Single by the Smiths
- A-side: "William, It Was Really Nothing"
- Released: 20 August 1984
- Studio: Jam (London)
- Genre: Alternative rock
- Length: 1:50
- Label: Rough Trade
- Composer: Johnny Marr
- Lyricist: Morrissey
- Producer: John Porter

= Please Please Please Let Me Get What I Want =

1984 song by The Smiths

"Please Please Please Let Me Get What I Want" is a song by the English rock band the Smiths. It was released on the B-side of the single "William, It Was Really Nothing" in 1984 and later featured on the compilation albums Hatful of Hollow and Louder Than Bombs. The song was also included on the soundtrack album of the 1986 film Pretty in Pink and featured in the 1999 film Never Been Kissed. An instrumental cut of the cover from the Dream Academy was featured in the 1986 film Ferris Bueller's Day Off.

==Background==
Johnny Marr wrote the music to "Please Please Please Let Me Get What I Want" shortly after its eventual A-side, "William, It Was Really Nothing". Marr commented, "Because that was such a fast, short, upbeat song, I wanted the B-side to be different, so I wrote 'Please Please Please Let Me Get What I Want' on Saturday in a different time signature—in a waltz time as a contrast". Marr has also noted that the music was an attempt to "capture the ... spookiness and sense of yearning" in Del Shannon's "The Answer to Everything", a song his parents played for him as a child.

The band's label, Rough Trade, initially was concerned about the song's short length. Morrissey recalled, "When we first played it to Rough Trade, they kept asking, 'Where's the rest of the song? Morrissey, who characterized the song "a very brief punch in the face," argued, "Lengthening the song would, to my mind, have simply been explaining the blindingly obvious".

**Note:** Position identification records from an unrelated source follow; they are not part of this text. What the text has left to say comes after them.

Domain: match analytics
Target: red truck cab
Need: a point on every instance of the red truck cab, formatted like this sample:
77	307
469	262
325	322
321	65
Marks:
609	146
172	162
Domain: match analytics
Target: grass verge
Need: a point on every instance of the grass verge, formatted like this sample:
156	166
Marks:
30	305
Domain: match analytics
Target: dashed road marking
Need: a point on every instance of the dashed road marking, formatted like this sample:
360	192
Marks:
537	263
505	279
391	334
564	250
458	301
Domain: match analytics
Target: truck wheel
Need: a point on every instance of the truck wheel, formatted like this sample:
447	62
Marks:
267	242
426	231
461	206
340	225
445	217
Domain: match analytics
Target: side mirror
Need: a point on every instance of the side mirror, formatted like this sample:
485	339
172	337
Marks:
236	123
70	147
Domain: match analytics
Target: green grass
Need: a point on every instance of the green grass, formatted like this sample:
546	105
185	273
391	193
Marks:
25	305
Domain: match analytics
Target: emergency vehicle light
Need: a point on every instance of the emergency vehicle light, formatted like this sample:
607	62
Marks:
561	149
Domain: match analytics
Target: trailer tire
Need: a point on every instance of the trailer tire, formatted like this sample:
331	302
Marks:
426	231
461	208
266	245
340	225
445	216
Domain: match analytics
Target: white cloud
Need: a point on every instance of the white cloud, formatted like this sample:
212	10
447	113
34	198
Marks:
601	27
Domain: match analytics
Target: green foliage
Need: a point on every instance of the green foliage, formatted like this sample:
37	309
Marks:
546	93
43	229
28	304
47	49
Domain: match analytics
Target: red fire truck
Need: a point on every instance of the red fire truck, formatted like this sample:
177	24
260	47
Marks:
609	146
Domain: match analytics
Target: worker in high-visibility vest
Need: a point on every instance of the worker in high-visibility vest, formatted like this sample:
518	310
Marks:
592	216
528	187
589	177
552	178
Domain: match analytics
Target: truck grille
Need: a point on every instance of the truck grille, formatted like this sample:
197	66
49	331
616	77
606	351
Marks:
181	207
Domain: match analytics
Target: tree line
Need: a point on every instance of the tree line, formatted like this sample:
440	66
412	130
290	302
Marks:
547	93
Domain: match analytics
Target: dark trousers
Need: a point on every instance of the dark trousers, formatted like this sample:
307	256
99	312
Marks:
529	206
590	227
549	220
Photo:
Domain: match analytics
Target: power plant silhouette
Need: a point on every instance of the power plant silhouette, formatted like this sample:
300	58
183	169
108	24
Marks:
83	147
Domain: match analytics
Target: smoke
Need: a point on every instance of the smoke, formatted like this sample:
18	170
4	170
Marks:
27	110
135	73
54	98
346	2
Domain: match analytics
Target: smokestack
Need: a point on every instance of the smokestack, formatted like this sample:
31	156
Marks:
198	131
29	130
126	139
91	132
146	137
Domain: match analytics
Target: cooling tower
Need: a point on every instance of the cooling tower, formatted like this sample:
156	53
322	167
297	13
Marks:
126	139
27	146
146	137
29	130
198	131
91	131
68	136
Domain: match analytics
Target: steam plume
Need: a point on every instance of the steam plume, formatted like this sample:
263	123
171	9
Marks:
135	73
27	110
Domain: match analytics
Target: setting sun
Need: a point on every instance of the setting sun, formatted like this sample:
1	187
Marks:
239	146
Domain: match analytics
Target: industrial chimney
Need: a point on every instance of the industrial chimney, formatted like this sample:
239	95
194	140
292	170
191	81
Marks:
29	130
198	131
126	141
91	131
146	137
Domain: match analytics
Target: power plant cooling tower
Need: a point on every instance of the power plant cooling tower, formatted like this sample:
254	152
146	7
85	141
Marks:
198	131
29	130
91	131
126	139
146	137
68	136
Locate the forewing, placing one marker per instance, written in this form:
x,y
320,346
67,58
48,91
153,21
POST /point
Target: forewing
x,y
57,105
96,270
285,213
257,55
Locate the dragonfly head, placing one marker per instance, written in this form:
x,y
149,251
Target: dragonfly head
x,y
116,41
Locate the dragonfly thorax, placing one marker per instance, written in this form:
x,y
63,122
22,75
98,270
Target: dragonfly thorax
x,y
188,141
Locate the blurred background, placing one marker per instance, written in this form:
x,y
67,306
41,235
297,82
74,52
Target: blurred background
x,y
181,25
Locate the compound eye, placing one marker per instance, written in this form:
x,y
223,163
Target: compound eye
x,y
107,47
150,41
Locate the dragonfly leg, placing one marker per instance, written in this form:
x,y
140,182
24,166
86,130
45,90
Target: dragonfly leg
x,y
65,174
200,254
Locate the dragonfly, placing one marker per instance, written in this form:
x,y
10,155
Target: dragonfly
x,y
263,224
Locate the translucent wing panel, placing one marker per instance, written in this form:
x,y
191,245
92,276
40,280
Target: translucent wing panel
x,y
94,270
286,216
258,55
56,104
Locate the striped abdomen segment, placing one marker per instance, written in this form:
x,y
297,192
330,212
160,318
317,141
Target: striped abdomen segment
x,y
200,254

"Please Please Please Let Me Get What I Want" was released as a B-side to "William, It Was Really Nothing". Morrissey commented, "Hiding it away on a B-side was sinful" and remarked "I feel sad about it now". The song also appeared on the compilation Hatful of Hollow, an inclusion Morrissey considered "by way of semi-repentance".

==Certifications==

| Region | Certification | Certified units/sales |
| Italy (FIMI) | Gold | 50,000^{‡} |
| United Kingdom (BPI) | Gold | 400,000^{‡} |
^{‡} Sales+streaming figures based on certification alone.

==The Dream Academy version==

The Dream Academy covered "Please Please Please Let Me Get What I Want" in 1985. This version of the song peaked at number 83 on the UK singles chart. An instrumental version of this cover was used in the 1986 movie Ferris Bueller's Day Off, during a scene in which the titular character and his friends visit the Art Institute of Chicago.

Though Morrissey originally indicated his dislike for this version, he later used it as intermission music during late period Smiths concerts. He commented after the band's breakup, "I mean, I liked the Dream Academy version of that old Smiths song. Everyone despised it and it got to number 81, which is nearly a hit".

===Track listing===
7-inch version
1. "Please Please Please Let Me Get What I Want"
2. "In Places on the Run"

12-inch version
1. "Please Please Please Let Me Get What I Want"
2. "The Party" (acoustic)
3. "Please Please Please Let Me Get What I Want" (instrumental)
4. "In Places on the Run" (edit)

===Chart performance===

| Chart (1985) | Peak position |
|---|---|
| UK Singles (OCC) | 83 |

==Slow Moving Millie version==

English actress and songwriter Slow Moving Millie released a cover version of the song, adding commas to its title. It was released on 11 November 2011 as a download from her debut studio album Renditions. Her version was selected as the soundtrack to a John Lewis advertisement.

===Track listing===

Digital download
| No. | Title | Length |
|---|---|---|
| 1. | "Please, Please, Please, Let Me Get What I Want" | 2:51 |

===Chart performance===

| Chart (2011) | Peak position |
|---|---|
| UK Singles (Official Charts) | 31 |

===Release history===

| Region | Date | Format | Label |
|---|---|---|---|
| United Kingdom | 11 November 2011 | Digital download | Island Records |

==Deftones version==
Deftones released a version of the song on their B-Sides & Rarities album in 2005. The track went Gold in the US.

===Certifications===

| Region | Certification | Certified units/sales |
| United States (RIAA) | Gold | 500,000^{‡} |
^{‡} Sales+streaming figures based on certification alone.